3. step of chain rule

So now, let’s look at the green-colored parts of the equations which represent the third step of the chain rule. And therefore, to again better understand what is going on in this step, let’s rewrite the scalar-notation equation so that it now includes o_delta _n^(e).

See slide 30

So, what we want to do here is, for a particular example e, we want to multiply o_delta of node n with h_out of node f. And which node n of o_delta we use or which node f of h_out we use, depends on w.r.t. which weight we want to determine the partial derivative of MSE of. So, from which node the weight is coming from to which node the weight is going to.

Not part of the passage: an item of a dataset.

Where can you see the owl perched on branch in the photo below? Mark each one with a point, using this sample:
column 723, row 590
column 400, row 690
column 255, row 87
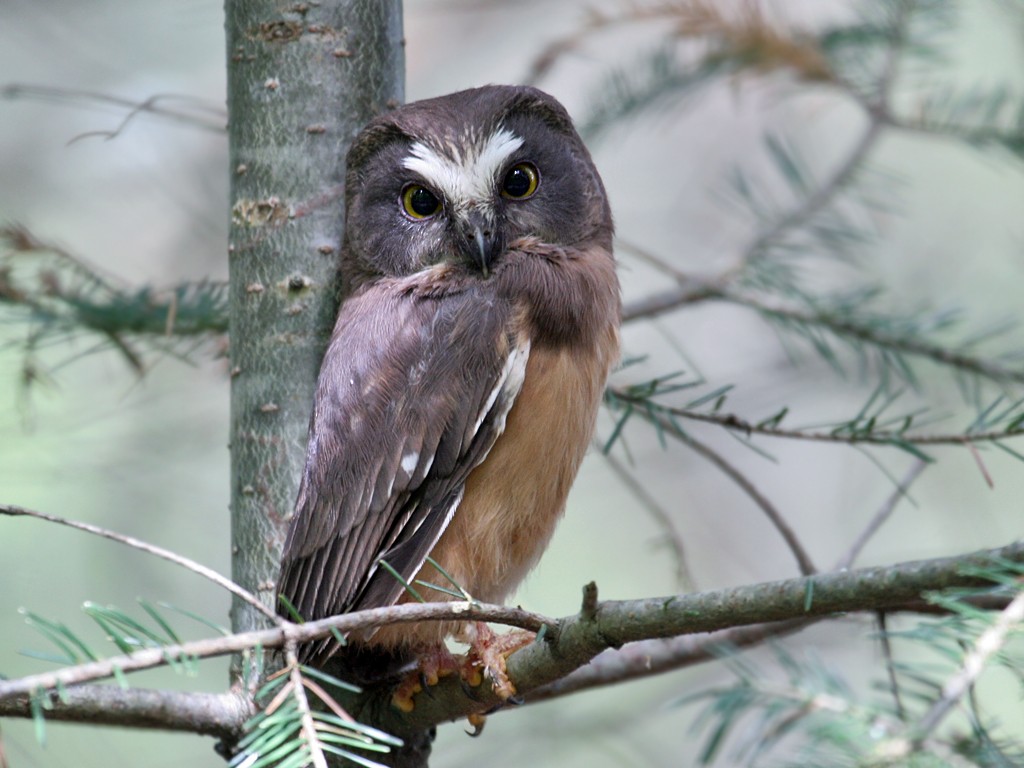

So, for example, let’s say we want to determine the partial derivative of MSE w.r.t. w_2-11.

See slide 31

So, in the neural net, it is the weight going from node 1 in the hidden layer to node 1 in the output layer.

See slide 32

In that case, if we plug in the numbers into the equation, then we can see that we want to multiply o_delta ₁ with h_out ₁.

See slide 33

And we want to do that for all examples e, respectively. So, we want to element-wise multiply column 1 of O_delta and column 1 of H_out.

See slide 34

So, this is what we basically do at this third step. But then, let’s not forget what we said about the scalar-notation equation when we started with the first step of the chain rule.

See slide 35

Namely, what we do in this equation, is that we first multiply together all the “different-colored” expressions. And then, once we have done that (which we now have after the third step), we sum up over all examples e. And then, we divide that sum by N.

So, after we have multiplied together the respective elements of column 1 of O_delta and column 1 of H_out, we want to add up those products. So, basically what we want to do, is to calculate the dot product of those two columns.

See slide 36

And the result of that dot product, we then divide by N. And this will give us the value with which we should update w_2-11.

See slide 37

And the same kind of logic applies to the other weights of W₂, respectively.

See slides 38-42

So basically, what we want to do to determine W_2-update, for each column in O_delta we want to calculate the dot product with each column in H_out. And this looks very similar to a matrix multiplication, right?

So, what can we do so that it actually becomes a true matrix multiplication (so that we then can take advantage of the speed of NumPy in our code)?

Well, we can simply take the transpose of O_delta (so that the rows become the columns).

See slide 43

And now, we can simply multiply O_delta^T with H_out to calculate all those dot products that we want.

See slide 44

And then, we divide each element of the resulting matrix by N to get W_2-update.

See slide 45

So, this is how we can transfer the knowledge from the scalar-notation equation over to dealing with matrices again.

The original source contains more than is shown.